Web applications often redirect users after an action (like logging in or submitting a form) to a URL passed via a parameter. XWiki Commons attempts to allow only safe, internal redirects to avoid attackers hijacking these redirects.

CVE-2023-29204 is about a flaw in this protection:  
Attackers can bypass the checks and make XWiki redirect users to external, potentially malicious websites using these patterns:

- URLs starting with //mydomain.com (protocol-relative)
- URLs using a single slash after http:, like http:/malicious.com (missing the second /)

These cases were not properly validated by XWiki's code before the patch.

Here is a simplified overview of the vulnerable code

String target = request.getParameter("redirect");
if (target != null && !target.startsWith("http://";) && !target.startsWith("https://";)) {
    // Only allow internal redirects
    response.sendRedirect(target);
} else {
    // Do something else or show error
}

At first glance, the code blocks any redirect if target starts with "http://"; or "https://";. But:

- URLs like //evil.comdo not start with "http://"; but are treated by browsers as protocol-relative links—even https://yourxwiki.com/?redirect=//evil.com will redirect to https://evil.com!
- URLs like http:/evil.com are also mishandled: Browsers sometimes make sense of this and open http://evil.com, but the code doesn't block this.

Exploiting the Vulnerability

Suppose you run XWiki at https://yourxwiki.com.

The login process (or another action) redirects users to the URL specified by a redirect parameter, such as:

https://yourxwiki.com/login?redirect=/
https://yourxwiki.com/login?redirect=//evil.com

When a user clicks and logs in, the browser is redirected to //evil.com which resolves as https://evil.com.

Another bypass

https://yourxwiki.com/login?redirect=http:/evil.com

Browsers will resolve this to http://evil.com.

Proof-of-Concept (PoC)

<a href="https://yourxwiki.com/login?redirect=//evil.com">Click me to login</a>

3. Click the link: you will see the login page, log in, and then be taken to https://evil.com.

References

- NVD Description for CVE-2023-29204
- XWiki Security Advisory: Open redirect in XWiki Commons
- Official XWiki Security Announcement

Patch Approach: The fix enhances the redirect logic so that

- Protocol-relative (//) URLs are rejected
- Malformed schemas like http:/ (just one slash) are also blocked

Example (patched pseudo-code)

// Only allow local redirects
if (isLocalURL(target)) {
    response.sendRedirect(target);
} else {
    // Show error or redirect to main page
}

If you're running any XWiki version older than 13.10.10, 14.4.4 or 14.8RC1, you’re vulnerable.

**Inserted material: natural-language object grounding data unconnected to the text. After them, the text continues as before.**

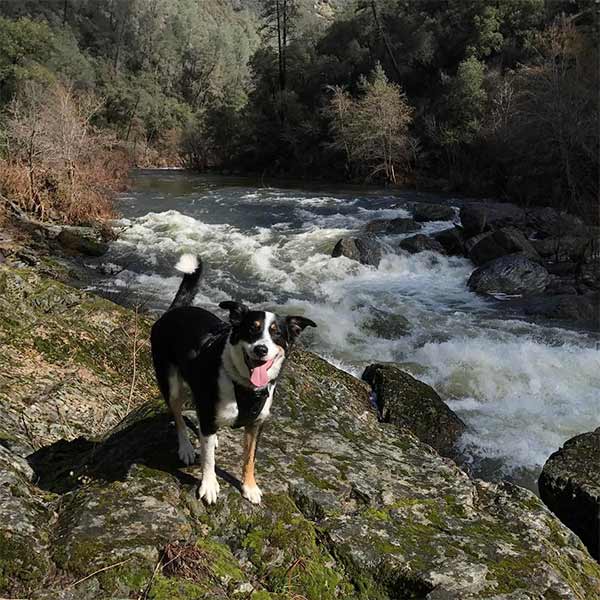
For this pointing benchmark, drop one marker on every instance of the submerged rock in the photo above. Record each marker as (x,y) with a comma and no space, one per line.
(433,212)
(412,404)
(507,240)
(392,226)
(352,508)
(570,486)
(453,241)
(82,240)
(365,250)
(421,243)
(511,275)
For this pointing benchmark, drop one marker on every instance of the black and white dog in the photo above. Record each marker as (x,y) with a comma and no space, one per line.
(230,368)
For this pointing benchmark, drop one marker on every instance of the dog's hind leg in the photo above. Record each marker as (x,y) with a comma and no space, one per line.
(186,450)
(250,490)
(209,488)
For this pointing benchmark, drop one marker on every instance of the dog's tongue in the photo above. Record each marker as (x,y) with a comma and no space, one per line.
(258,376)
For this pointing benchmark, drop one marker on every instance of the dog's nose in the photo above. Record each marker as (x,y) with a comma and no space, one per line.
(260,351)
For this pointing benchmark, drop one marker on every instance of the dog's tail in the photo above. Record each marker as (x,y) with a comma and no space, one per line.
(191,267)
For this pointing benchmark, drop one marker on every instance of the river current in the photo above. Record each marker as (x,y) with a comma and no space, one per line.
(522,387)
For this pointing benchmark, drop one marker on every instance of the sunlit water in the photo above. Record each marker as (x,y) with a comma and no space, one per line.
(522,388)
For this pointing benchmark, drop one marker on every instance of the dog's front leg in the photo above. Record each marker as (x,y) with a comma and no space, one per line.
(249,488)
(209,488)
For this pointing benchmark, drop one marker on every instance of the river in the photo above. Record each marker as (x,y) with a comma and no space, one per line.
(522,387)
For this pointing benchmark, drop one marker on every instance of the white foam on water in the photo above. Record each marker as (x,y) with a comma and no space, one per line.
(523,389)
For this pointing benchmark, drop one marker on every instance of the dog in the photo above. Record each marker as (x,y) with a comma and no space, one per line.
(231,370)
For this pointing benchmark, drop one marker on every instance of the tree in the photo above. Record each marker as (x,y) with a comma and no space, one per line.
(373,129)
(278,17)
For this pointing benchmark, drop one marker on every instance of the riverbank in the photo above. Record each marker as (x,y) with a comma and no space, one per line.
(96,503)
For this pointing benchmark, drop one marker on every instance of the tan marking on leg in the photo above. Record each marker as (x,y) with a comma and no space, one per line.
(250,439)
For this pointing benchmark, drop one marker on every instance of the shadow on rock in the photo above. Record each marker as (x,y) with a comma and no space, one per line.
(146,436)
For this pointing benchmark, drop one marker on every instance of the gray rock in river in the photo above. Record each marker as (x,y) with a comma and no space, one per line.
(392,226)
(570,486)
(511,275)
(421,243)
(366,250)
(83,240)
(508,240)
(478,217)
(409,403)
(353,509)
(433,212)
(452,239)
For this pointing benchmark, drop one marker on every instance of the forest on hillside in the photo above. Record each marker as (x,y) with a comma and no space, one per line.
(487,97)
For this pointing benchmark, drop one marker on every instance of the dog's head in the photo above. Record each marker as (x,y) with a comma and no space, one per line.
(262,339)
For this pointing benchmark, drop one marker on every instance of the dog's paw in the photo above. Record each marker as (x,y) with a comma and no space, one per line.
(252,493)
(209,489)
(186,452)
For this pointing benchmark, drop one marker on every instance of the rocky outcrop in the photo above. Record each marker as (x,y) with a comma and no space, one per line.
(479,217)
(421,243)
(453,241)
(502,242)
(433,212)
(392,226)
(409,403)
(510,275)
(365,250)
(570,486)
(353,508)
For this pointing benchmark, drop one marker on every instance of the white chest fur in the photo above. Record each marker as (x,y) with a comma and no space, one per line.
(227,408)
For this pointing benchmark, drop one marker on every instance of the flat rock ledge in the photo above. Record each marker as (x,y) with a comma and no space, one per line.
(353,508)
(570,486)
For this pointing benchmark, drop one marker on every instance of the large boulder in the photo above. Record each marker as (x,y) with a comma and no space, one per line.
(392,226)
(452,239)
(433,212)
(508,240)
(82,240)
(581,309)
(478,217)
(570,486)
(365,250)
(421,243)
(510,275)
(409,403)
(352,508)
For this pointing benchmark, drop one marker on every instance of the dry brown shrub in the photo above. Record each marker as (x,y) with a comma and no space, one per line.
(58,166)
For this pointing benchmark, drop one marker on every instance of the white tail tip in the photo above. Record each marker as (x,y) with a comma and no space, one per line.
(187,263)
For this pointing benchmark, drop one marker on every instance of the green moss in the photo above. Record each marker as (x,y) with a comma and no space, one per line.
(169,588)
(20,566)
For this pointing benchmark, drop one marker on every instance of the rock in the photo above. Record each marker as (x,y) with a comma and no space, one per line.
(452,240)
(507,240)
(24,527)
(82,240)
(392,226)
(511,275)
(483,216)
(412,404)
(421,243)
(433,212)
(365,250)
(582,309)
(570,487)
(561,249)
(352,507)
(548,222)
(388,326)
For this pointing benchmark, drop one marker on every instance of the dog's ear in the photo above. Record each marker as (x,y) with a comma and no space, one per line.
(237,311)
(296,325)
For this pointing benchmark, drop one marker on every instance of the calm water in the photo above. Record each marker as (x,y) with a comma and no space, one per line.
(523,388)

- Test by logging in via a redirect://evil.com URL.

Upgrade XWiki to at least one of the patched versions.

- If you can't upgrade, review any logic in your XWiki extensions or customizations that do redirects. Sanitize the target URLs server-side and always allow only relative/internal URLs.

Conclusion

CVE-2023-29204 is a textbook web security issue, but with real business risk:  
Exploiting trust in known domains via open redirects can lead to successful phishing attacks and other user-targeted hijacks.

Audit any server-side redirect logic you custom-built

Stay vigilant, and always validate your user input!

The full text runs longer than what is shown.